Bhargav Bhatt

Personal information
- Full name: Bhargav Ashok Bhatt
- Born: 13 May 1990 (age 36) Vadodara, Gujarat, India
- Batting: Left-handed
- Bowling: Slow left-arm orthodox
- Role: Bowler

Domestic team information
- 2009/10–present: Baroda
- 2011–2013: Kings XI Punjab

Career statistics
| Competition | FC | LA | T20 |
| Matches | 15 | 10 | 23 |
| Runs scored | 92 | 31 | 10 |
| Batting average | 6.13 | 7.75 | 5.00 |
| 100s/50s | 0/0 | 0/0 | 0/0 |
| Top score | 18 | 12 | 6* |
| Balls bowled | 3037 | 490 | 428 |
| Wickets | 60 | 11 | 20 |
| Bowling average | 26.31 | 30.81 | 29.75 |
| 5 wickets in innings | 4 | 0 | 0 |
| 10 wickets in match | 1 | 0 | 0 |
| Best bowling | 7/127 | 3/49 | 4/22 |
| Catches/stumpings | 6/– | 7/– | 7/- |
- Source: ESPNcricinfo, 18 May 2012

= Bhargav Bhatt (cricketer) =

Indian cricketer

Bhargav Bhatt (born 13 May 1990) is a cricketer who plays for Baroda in Indian domestic cricket. He is a slow left-arm orthodox bowler. He also plays for Kings XI Punjab in Indian Premier League.

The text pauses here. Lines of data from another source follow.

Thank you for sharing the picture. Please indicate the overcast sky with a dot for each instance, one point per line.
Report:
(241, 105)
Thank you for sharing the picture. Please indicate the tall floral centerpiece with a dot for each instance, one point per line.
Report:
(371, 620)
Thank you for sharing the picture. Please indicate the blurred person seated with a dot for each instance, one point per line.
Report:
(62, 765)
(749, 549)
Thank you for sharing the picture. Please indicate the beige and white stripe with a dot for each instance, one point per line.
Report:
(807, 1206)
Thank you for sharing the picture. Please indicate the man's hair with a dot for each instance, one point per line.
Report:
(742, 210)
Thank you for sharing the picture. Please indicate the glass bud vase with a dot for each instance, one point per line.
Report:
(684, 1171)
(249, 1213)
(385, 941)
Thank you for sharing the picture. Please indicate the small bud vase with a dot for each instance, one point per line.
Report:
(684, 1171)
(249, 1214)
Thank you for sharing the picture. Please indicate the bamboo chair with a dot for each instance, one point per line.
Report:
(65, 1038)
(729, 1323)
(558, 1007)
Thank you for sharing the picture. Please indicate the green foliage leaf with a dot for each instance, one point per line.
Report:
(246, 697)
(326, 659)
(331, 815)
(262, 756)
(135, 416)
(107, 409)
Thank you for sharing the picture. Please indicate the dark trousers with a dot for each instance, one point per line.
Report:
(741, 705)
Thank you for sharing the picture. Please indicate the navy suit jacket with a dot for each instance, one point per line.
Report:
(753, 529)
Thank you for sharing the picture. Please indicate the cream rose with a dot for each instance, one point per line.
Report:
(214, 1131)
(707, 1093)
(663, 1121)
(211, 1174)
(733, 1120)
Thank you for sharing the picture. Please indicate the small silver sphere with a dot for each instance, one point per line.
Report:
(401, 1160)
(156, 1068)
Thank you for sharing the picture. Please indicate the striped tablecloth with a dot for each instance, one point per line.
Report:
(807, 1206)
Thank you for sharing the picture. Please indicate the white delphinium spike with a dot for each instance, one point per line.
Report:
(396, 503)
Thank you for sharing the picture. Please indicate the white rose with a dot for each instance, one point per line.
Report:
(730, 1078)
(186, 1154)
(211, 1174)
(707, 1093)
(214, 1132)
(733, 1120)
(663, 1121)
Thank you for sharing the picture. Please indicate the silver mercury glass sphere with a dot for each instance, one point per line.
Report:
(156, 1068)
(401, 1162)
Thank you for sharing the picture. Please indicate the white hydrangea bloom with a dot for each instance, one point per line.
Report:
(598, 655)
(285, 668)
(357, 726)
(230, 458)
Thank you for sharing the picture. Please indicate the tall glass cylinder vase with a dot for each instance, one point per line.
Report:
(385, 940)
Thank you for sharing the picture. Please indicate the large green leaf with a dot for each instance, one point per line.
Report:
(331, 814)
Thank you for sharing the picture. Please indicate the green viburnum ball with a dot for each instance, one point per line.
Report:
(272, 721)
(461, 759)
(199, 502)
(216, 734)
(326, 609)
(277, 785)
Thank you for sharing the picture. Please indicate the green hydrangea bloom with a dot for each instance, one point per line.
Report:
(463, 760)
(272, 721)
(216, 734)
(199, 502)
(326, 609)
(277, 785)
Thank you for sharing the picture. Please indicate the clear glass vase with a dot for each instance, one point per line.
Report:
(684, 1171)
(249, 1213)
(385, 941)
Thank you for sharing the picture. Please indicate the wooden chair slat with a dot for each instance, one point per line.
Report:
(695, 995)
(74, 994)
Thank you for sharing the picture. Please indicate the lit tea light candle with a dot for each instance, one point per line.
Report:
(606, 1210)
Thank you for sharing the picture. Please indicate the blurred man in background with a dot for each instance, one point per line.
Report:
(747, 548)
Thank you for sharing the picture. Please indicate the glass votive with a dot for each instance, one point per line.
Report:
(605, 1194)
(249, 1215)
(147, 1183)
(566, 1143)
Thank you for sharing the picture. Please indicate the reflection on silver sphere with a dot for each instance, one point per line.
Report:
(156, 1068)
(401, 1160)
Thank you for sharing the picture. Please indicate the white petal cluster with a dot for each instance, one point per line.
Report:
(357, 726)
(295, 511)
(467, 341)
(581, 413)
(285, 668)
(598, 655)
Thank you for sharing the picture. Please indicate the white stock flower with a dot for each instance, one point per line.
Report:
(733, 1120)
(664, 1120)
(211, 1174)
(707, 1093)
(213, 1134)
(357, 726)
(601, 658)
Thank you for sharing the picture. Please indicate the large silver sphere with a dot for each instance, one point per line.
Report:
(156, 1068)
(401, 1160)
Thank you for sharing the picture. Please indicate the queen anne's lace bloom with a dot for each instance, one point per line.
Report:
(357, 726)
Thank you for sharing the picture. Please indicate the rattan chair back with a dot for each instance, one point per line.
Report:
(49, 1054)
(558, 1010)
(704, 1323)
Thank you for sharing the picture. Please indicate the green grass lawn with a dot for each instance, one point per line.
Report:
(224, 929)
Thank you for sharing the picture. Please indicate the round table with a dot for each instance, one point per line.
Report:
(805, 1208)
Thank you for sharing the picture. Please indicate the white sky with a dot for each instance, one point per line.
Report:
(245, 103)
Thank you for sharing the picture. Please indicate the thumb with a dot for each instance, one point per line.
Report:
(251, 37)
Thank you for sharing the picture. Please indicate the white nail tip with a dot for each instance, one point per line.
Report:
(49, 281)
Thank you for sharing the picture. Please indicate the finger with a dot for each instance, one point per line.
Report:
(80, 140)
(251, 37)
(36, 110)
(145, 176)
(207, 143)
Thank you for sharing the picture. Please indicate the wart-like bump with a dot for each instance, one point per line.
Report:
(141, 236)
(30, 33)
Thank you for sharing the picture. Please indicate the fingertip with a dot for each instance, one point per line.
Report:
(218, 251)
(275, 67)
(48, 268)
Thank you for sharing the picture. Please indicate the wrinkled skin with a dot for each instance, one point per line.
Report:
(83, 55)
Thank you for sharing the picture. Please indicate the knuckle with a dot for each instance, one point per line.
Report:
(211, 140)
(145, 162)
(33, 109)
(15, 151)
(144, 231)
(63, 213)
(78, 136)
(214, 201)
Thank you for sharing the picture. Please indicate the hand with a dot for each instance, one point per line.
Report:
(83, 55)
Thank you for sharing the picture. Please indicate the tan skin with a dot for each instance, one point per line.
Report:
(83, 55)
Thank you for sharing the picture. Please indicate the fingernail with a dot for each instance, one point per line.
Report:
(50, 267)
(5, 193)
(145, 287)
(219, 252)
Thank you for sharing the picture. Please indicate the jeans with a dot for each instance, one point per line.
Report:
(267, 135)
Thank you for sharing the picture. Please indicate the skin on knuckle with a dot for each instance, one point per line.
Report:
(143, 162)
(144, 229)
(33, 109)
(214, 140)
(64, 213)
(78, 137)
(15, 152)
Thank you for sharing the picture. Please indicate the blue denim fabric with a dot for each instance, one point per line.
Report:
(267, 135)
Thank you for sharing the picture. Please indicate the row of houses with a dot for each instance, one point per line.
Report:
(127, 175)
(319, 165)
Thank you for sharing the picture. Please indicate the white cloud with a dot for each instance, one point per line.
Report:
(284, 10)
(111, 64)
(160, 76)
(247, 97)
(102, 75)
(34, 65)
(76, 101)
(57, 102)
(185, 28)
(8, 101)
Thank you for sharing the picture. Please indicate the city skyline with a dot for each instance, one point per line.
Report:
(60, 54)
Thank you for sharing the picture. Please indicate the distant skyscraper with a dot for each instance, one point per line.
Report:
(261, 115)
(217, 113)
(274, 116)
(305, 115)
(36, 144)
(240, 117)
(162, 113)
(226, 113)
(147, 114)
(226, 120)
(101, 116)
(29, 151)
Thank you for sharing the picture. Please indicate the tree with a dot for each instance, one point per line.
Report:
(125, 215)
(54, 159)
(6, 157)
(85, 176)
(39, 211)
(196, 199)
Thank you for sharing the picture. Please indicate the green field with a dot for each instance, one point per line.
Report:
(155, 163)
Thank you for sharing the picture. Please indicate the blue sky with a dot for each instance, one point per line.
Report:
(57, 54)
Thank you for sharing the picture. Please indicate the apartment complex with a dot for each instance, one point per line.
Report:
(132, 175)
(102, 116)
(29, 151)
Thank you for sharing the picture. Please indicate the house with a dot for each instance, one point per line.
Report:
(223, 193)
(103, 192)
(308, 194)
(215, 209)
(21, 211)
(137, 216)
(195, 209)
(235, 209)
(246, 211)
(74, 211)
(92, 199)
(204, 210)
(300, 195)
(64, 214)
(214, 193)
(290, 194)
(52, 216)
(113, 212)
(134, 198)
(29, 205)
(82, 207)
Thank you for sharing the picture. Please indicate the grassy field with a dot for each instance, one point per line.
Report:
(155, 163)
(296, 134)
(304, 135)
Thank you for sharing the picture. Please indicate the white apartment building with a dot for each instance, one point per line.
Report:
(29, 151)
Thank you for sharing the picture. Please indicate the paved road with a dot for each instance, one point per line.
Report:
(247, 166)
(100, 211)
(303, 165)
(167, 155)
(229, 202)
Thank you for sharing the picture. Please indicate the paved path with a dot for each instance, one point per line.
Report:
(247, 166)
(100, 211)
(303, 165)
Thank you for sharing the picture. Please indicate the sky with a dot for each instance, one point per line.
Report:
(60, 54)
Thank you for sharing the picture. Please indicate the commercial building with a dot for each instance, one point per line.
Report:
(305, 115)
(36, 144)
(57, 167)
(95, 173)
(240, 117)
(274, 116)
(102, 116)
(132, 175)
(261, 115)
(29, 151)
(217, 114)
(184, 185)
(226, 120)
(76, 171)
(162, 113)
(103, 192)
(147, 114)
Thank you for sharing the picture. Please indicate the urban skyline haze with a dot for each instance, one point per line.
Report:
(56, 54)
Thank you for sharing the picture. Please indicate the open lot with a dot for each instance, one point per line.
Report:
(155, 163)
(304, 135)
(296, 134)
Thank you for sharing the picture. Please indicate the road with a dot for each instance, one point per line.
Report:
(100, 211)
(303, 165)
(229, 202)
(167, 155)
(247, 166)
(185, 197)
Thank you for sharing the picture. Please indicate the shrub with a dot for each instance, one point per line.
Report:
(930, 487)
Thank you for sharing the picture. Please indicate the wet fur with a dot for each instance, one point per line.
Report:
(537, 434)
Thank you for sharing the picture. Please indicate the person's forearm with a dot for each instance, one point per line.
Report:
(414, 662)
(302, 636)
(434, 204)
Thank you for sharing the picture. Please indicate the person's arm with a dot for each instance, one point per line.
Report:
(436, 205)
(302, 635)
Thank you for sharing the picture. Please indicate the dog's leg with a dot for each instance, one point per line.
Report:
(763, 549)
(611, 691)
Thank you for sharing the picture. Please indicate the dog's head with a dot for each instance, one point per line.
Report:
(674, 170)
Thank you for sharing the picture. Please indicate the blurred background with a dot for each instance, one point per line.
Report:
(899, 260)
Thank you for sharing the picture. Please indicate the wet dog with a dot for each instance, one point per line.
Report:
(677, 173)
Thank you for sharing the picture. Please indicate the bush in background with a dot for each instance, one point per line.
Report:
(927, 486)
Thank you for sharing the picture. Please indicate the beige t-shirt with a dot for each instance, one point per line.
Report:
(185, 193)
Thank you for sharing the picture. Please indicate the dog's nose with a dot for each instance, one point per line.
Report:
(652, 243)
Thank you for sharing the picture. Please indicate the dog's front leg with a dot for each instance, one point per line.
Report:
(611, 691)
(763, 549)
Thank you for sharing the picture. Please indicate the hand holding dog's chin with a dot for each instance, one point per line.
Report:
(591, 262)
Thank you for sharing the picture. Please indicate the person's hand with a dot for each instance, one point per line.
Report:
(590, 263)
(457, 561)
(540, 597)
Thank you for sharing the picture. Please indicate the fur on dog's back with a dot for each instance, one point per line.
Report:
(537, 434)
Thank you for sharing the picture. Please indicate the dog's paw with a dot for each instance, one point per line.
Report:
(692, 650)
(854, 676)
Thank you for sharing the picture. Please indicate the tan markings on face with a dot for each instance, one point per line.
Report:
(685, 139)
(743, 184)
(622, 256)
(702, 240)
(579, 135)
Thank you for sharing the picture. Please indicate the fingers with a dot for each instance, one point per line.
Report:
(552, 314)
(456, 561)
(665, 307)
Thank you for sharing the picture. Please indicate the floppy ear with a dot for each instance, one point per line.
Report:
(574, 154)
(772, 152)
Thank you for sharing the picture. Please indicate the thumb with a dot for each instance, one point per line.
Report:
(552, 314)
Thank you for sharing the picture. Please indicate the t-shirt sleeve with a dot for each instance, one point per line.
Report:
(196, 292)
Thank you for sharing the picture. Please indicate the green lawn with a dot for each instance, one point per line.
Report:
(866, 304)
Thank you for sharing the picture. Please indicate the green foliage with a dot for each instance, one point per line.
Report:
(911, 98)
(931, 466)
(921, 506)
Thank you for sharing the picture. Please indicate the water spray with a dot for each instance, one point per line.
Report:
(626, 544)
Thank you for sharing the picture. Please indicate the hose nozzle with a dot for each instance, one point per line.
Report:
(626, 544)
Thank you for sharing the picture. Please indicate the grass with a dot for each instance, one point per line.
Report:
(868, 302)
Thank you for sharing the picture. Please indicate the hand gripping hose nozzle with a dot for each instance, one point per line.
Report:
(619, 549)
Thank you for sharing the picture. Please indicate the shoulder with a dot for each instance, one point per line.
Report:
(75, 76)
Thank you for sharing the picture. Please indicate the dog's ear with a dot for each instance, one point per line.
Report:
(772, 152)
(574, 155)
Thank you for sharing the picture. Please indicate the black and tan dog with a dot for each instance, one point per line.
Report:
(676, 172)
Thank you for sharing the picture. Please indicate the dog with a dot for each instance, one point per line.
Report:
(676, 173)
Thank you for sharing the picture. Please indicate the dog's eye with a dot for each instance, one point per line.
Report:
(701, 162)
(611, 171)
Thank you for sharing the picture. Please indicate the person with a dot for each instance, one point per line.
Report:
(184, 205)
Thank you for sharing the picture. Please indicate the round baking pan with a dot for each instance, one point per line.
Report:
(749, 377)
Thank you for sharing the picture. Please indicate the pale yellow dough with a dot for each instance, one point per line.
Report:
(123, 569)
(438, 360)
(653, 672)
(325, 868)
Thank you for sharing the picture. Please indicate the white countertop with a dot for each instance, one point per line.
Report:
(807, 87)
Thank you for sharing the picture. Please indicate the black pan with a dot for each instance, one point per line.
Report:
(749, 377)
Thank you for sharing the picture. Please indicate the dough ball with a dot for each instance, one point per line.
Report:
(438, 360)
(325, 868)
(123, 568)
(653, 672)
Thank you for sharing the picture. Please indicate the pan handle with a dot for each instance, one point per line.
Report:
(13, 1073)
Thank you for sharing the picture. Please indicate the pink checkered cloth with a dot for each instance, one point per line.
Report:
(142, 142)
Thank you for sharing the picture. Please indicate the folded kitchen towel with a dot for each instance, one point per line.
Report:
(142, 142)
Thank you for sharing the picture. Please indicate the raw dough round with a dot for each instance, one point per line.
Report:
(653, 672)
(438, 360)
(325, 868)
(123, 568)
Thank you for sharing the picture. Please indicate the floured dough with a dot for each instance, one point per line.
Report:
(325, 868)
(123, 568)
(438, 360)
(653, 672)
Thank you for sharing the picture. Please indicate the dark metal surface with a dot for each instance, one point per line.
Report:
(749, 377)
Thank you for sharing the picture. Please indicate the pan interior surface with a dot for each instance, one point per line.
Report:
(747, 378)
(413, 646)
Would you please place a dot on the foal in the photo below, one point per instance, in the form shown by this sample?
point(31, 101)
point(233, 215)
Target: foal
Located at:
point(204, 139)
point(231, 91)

Bhatt, in his debut first-class season, picked up 47 wickets from 9 matches to become the highest wicket-taker of the season. His impressive showing was rewarded, as he got an IPL contract with the Kings XI Punjab franchise in 2011. He continued his good run in the Twenty20 format too with economic bowling. He had figures of 2.5-0-22-4 against Mumbai Indians for which he earned the Man-of-the-Match award.

He was the leading wicket-taker for Andhra in the 2017–18 Ranji Trophy, with 27 dismissals in six matches. He was also the leading wicket-taker for Baroda in the 2018–19 Ranji Trophy, with 31 dismissals in eight matches.